Daily News Article from earlier this month:
Tall buildings, big problems
Sunset Park: size matters Chronicling the effects the hot housing market
is having on people's lives. Third of five parts.
BY LORE CROGHAN
DAILY NEWS BUSINESS WRITER
On one block, the row houses line up in neat rectangles of alternating yellow or chocolate brick, with lace curtains peeking through glass-paneled doors. On another, most of the century-old brownstones have benches out front - inviting people to visit with their neighbors.
Along side street after side street, it's got the polished look of some fancy neighborhood - but it's Brooklyn's immigrant melting pot, Sunset Park.
But a threat looms for this historic neighborhood, and proud homeowners are rallying to oppose it.
Construction fences are sprouting up in the neighborhood. What's taking shape behind them will be too tall or too bulky for their liking, and probably covered with rows of Fedders air-conditioners, like many new residential buildings in other Brooklyn nabes.

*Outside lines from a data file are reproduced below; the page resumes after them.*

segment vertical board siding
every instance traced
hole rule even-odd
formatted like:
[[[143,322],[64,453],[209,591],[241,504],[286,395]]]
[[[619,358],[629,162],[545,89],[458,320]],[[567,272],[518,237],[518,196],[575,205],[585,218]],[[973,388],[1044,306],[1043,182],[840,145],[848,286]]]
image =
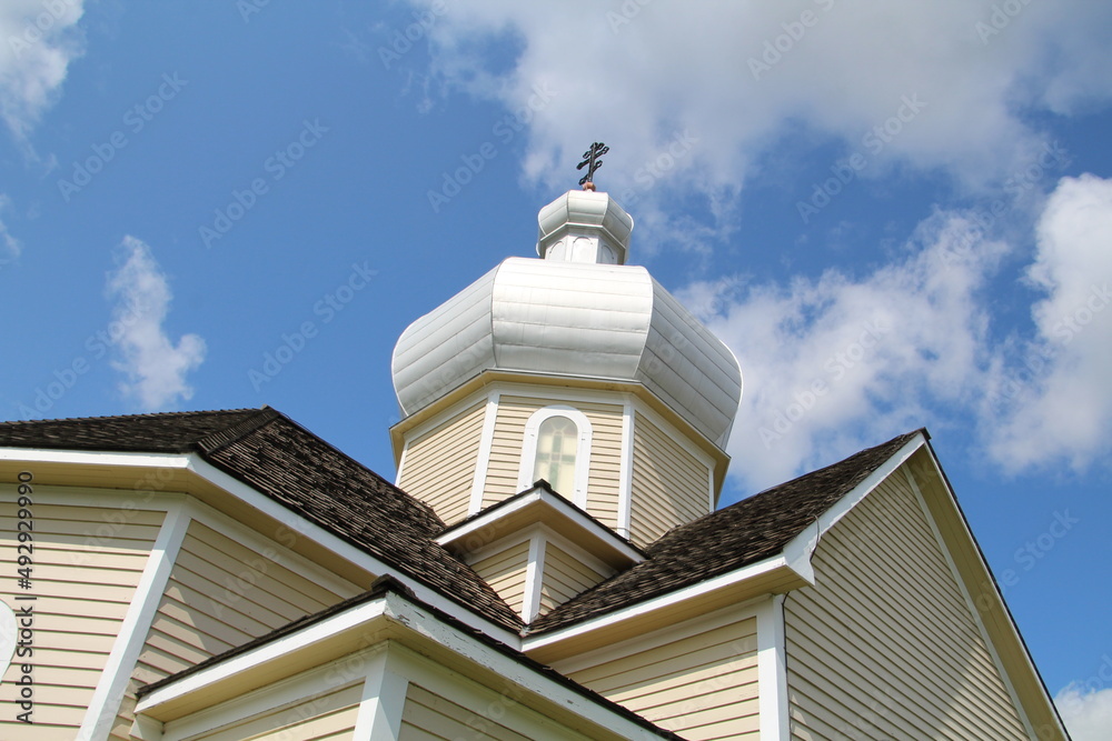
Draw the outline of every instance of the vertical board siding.
[[[34,610],[29,660],[34,724],[16,721],[21,712],[16,681],[28,659],[12,657],[0,683],[0,738],[69,741],[100,681],[165,512],[33,503],[31,589],[24,590],[17,582],[16,488],[0,490],[0,593],[17,612],[23,604]],[[31,594],[33,602],[13,599]]]
[[[644,414],[634,417],[631,540],[647,545],[709,511],[709,469]]]
[[[237,721],[187,741],[324,741],[351,739],[363,683],[351,684],[294,705]]]
[[[529,541],[510,545],[497,553],[485,555],[471,564],[498,597],[506,600],[514,612],[520,613],[525,603],[525,570],[529,563]]]
[[[785,602],[792,738],[1025,739],[902,471],[820,541]]]
[[[590,468],[587,473],[587,511],[609,528],[617,528],[622,475],[622,407],[597,402],[503,395],[498,400],[494,444],[484,485],[484,507],[518,493],[518,473],[525,425],[538,409],[553,404],[574,407],[590,422]],[[568,492],[559,492],[570,499]]]
[[[540,578],[540,611],[544,614],[558,604],[584,592],[606,574],[600,574],[577,558],[559,548],[545,543],[545,570]]]
[[[568,675],[692,741],[759,732],[755,618],[708,629],[676,625]]]
[[[169,677],[360,591],[350,584],[336,593],[282,565],[292,561],[286,548],[270,542],[265,550],[272,558],[189,523],[112,738],[129,738],[137,681]]]
[[[398,488],[431,507],[446,524],[467,517],[485,409],[486,400],[406,443]]]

"It takes away from the beauty of the blocks," argued Fred Xuereb, 57, a retired Department of Buses supervisor, Community Board 7 member and nearly life-long resident of Sunset Park.
He collected almost 1,000 signatures on a petition demanding a zoning change to stop this type of development in the southern end of the neighborhood, from 55th St. down to the border of Bay Ridge.
"People are fighting the 'Fedders buildings,'" said Jeremy Laufer, district manager of Community Board 7, in whose territory Sunset Park sits.
In response to their petition, the board passed a unanimous resolution in June urging the City Planning Commission to consider the downzoning they want. And their City Council rep, Sara Gonzalez, supports them. She has met with the planning commission and the council's land-use committee, and she's working with a community task force.
Out-of-scale development - which riddles blocks of single- and two-family homes with bigger multi-family construction - is a consequence of the red-hot housing market. It threatens residential sections of Staten Island, the Bronx, Queens and Brooklyn.
The construction of bigger buildings among the row houses drives neighborhoods toward overcrowding that could strain public services and infrastructure, residents said.
And they fear it threatens to undercut the value of existing homes, which partly depends on an area's character and quality of life.
Other places have fought this type of development. Now it's Sunset Park's turn.
Downzoning has taken effect in neighboring Park Slope and Bay Ridge, making Sunset Park the next square on the checkerboard for oversized home-building.
"It seems everyone is jumping into it," said Johnny Chan, who's developing a five-story, five-apartment building at 625 49th St., on a block of two-story houses. Chan makes no apologies about his desire to build.
On Seventh Avenue, between 58th and 59th streets - where the buildings are three or four stories tall - work is under way on a seven-story building with 28 apartments and a day-care center, according to city Buildings Department records. At 415 36th St., a five-story, 12-unit condo building is rising next door to two-story row houses.
Residents who took good care of their homes when Sunset Park wasn't a hot area are seeing property values appreciate - and want them to stay high.
"They don't want anyone else to mess things up," said broker Jesus Benitez of ERA Real Estate Professionals.
Two-family houses that sold for $100,000 to $125,000 three years ago now command more than $600,000, he said. They can even fetch more than $700,000 if newly renovated. Some of the demand is coming from buyers who can't afford Park Slope's $2.5 million to $3.5 million townhouses.
Many Sunset Park homeowners fear development will overburden their neighborhood, which they say already is crowded.
The lower schools are packed, and it's one of the only places in town without a public high school, said Laufer of Community Board 7. Though the population's growing, the police force has been cut back and a firehouse has been closed. Streets that are in bad shape will suffer added wear and tear if over-development proliferates, residents said.
But some are taking action to block that from happening.
Joseph DeTommaso, an 80-year-old retiree, signed the petition calling for downzoning, and collected signatures from other residents of 62nd St., between Second and Third avenues.
DeTommaso makes a point of looking after the block where he's lived for 52 years. He gave his neighbors American flags after 9/11, and many are still flying them. He goes out with a broom and bucket to tidy up before the street-sweeping machine comes. He warns mothers to guard their children from cars and trucks that come barreling down the otherwise charming, tree-lined street. "We need to protect the neighborhood," he said.